At work we use a central portal that provides basic SSO functionality to other applications. In addition to verifying the SSO data sent, all of our existing in-house applications (used by the public) also check the referrer header to make sure that the user is actually coming from our central portal. However, we just experienced an issue where a JavaScript code change in the central portal caused Internet Explorer to stop forwarding the referrer header, which brought down all the apps that check that header.

My question is whether checking the referrer header provides any real world security improvement over just checking the basic SSO information (encrypted user ID contained in a cookie)? If it doesn't, is there any documentation/research/etc. that I could use to prove this to management?

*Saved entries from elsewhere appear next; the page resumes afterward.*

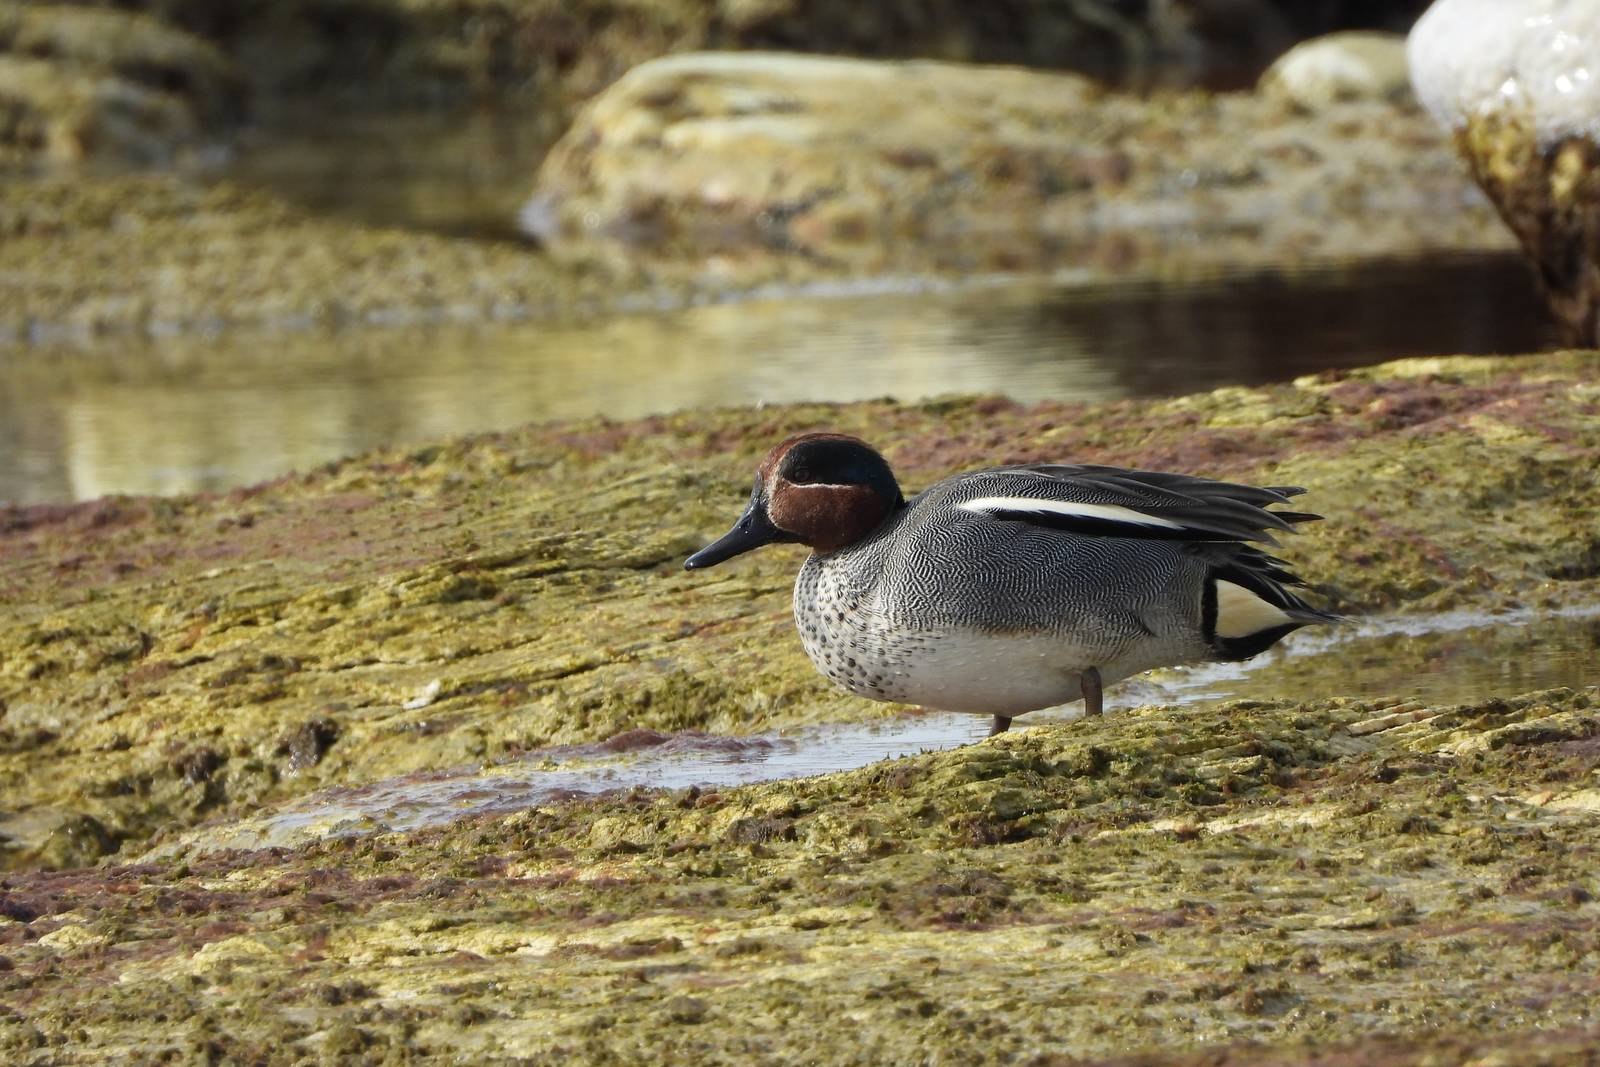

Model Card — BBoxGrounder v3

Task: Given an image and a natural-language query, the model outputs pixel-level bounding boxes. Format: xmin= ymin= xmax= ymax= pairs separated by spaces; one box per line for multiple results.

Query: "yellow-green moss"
xmin=2 ymin=351 xmax=1599 ymax=871
xmin=0 ymin=686 xmax=1596 ymax=1062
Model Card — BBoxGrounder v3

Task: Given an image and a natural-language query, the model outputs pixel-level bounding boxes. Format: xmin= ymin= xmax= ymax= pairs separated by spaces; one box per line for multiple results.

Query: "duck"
xmin=685 ymin=433 xmax=1339 ymax=735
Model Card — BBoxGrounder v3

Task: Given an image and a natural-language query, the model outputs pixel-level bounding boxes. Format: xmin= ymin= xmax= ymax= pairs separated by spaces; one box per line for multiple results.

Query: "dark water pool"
xmin=0 ymin=250 xmax=1554 ymax=504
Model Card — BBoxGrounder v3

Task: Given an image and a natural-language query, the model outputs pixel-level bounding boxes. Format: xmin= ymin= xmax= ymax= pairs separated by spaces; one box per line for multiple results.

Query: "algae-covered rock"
xmin=0 ymin=684 xmax=1595 ymax=1061
xmin=0 ymin=2 xmax=242 ymax=164
xmin=520 ymin=51 xmax=1099 ymax=267
xmin=0 ymin=172 xmax=606 ymax=341
xmin=1 ymin=351 xmax=1598 ymax=871
xmin=1454 ymin=112 xmax=1600 ymax=347
xmin=523 ymin=50 xmax=1503 ymax=284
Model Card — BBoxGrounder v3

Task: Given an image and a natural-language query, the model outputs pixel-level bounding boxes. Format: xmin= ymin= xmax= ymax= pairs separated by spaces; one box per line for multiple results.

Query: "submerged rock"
xmin=524 ymin=50 xmax=1503 ymax=284
xmin=1409 ymin=0 xmax=1600 ymax=344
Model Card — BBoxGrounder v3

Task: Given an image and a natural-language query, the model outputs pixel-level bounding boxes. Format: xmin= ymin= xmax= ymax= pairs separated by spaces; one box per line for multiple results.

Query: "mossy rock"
xmin=0 ymin=2 xmax=242 ymax=164
xmin=1 ymin=350 xmax=1598 ymax=871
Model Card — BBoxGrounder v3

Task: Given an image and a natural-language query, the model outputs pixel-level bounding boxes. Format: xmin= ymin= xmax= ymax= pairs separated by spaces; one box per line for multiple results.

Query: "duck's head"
xmin=685 ymin=433 xmax=905 ymax=570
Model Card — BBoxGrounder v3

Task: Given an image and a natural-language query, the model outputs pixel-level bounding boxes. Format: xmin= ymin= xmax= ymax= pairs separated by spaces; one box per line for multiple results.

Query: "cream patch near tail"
xmin=1214 ymin=579 xmax=1295 ymax=639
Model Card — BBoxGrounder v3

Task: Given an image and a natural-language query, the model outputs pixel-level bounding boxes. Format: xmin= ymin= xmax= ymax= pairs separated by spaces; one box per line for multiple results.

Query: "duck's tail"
xmin=1203 ymin=547 xmax=1343 ymax=661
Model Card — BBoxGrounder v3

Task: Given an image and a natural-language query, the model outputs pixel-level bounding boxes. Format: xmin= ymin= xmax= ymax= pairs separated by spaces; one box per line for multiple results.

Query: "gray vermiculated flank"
xmin=789 ymin=463 xmax=1334 ymax=714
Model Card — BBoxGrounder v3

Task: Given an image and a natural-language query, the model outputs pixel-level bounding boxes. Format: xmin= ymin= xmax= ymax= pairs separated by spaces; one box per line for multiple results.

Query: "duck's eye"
xmin=788 ymin=464 xmax=814 ymax=484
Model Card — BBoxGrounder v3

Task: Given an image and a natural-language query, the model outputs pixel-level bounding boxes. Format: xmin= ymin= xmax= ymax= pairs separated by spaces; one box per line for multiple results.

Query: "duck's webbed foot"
xmin=1081 ymin=667 xmax=1103 ymax=717
xmin=989 ymin=715 xmax=1012 ymax=736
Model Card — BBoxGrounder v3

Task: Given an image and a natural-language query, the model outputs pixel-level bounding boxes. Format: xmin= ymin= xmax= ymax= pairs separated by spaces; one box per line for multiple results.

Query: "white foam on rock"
xmin=1408 ymin=0 xmax=1600 ymax=145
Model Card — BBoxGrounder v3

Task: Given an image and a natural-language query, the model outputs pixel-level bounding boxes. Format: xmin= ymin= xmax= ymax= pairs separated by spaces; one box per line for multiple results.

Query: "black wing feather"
xmin=970 ymin=464 xmax=1323 ymax=546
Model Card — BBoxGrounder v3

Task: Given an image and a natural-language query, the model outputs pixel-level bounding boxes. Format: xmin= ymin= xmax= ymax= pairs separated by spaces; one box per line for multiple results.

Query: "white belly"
xmin=796 ymin=622 xmax=1203 ymax=715
xmin=867 ymin=631 xmax=1097 ymax=713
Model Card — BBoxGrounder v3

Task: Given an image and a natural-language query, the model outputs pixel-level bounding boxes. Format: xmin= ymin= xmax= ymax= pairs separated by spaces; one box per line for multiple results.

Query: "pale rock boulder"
xmin=1409 ymin=0 xmax=1600 ymax=146
xmin=1257 ymin=31 xmax=1412 ymax=110
xmin=521 ymin=51 xmax=1105 ymax=275
xmin=523 ymin=49 xmax=1505 ymax=283
xmin=1409 ymin=0 xmax=1600 ymax=344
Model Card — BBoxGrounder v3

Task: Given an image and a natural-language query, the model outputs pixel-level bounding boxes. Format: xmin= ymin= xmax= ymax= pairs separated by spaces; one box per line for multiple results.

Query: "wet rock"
xmin=521 ymin=51 xmax=1091 ymax=261
xmin=2 ymin=351 xmax=1599 ymax=872
xmin=524 ymin=50 xmax=1500 ymax=283
xmin=1257 ymin=31 xmax=1411 ymax=110
xmin=315 ymin=979 xmax=375 ymax=1005
xmin=660 ymin=995 xmax=708 ymax=1024
xmin=723 ymin=815 xmax=796 ymax=845
xmin=171 ymin=746 xmax=224 ymax=784
xmin=3 ymin=685 xmax=1599 ymax=1060
xmin=1409 ymin=0 xmax=1600 ymax=344
xmin=0 ymin=808 xmax=116 ymax=870
xmin=281 ymin=717 xmax=340 ymax=772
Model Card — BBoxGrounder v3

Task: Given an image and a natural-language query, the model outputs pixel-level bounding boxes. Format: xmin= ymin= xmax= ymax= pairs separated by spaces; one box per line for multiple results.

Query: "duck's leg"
xmin=989 ymin=715 xmax=1012 ymax=736
xmin=1081 ymin=667 xmax=1103 ymax=717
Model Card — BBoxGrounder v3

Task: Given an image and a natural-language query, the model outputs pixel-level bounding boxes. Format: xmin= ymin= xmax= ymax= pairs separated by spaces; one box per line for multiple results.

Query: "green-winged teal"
xmin=687 ymin=433 xmax=1338 ymax=735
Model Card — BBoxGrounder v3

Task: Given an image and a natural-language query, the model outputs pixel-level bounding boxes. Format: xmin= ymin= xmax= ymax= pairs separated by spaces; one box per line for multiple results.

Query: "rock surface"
xmin=1455 ymin=111 xmax=1600 ymax=346
xmin=523 ymin=51 xmax=1504 ymax=283
xmin=1408 ymin=0 xmax=1600 ymax=147
xmin=1257 ymin=30 xmax=1411 ymax=110
xmin=0 ymin=2 xmax=242 ymax=165
xmin=1409 ymin=0 xmax=1600 ymax=344
xmin=1 ymin=662 xmax=1598 ymax=1063
xmin=3 ymin=350 xmax=1599 ymax=871
xmin=1 ymin=351 xmax=1597 ymax=1059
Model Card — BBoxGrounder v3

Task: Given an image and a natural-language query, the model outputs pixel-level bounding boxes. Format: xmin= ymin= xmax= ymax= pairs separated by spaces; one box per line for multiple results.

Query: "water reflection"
xmin=0 ymin=252 xmax=1551 ymax=504
xmin=233 ymin=106 xmax=564 ymax=240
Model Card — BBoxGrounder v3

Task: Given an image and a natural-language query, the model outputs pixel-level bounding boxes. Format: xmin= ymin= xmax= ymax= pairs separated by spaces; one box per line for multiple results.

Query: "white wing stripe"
xmin=959 ymin=496 xmax=1188 ymax=530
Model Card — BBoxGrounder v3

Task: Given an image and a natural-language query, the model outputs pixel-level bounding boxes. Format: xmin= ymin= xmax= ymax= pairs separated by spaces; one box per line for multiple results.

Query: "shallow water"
xmin=151 ymin=606 xmax=1600 ymax=857
xmin=0 ymin=251 xmax=1551 ymax=505
xmin=230 ymin=106 xmax=564 ymax=241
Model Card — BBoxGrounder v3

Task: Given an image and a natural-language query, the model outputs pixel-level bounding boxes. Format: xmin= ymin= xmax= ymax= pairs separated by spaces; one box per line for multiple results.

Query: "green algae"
xmin=2 ymin=350 xmax=1599 ymax=872
xmin=1 ymin=685 xmax=1596 ymax=1062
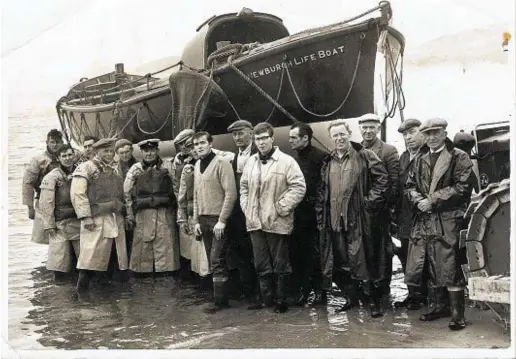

I should also mention that unfortunately the central portal is a third party app which we don't have much control over ... so basic SSO information in the form of an encrypted cookie and referrer header information is all we have to help secure things.

1 Answer 1


From the OWASP

The referrer field (actually spelled 'referer') in HTTP requests can be easily modified and, as such, is not a valid means of message integrity checking.

The OWASP actually regards this as vulnerability when used as the sole integrity or authentication method.

Increasingly, I've observed bots no longer use blank referrers but use the target's domain name or use www.google.com.

If you are dealing an advanced persistent threat, the the attackers could easily identify referer based challenges and bypass them.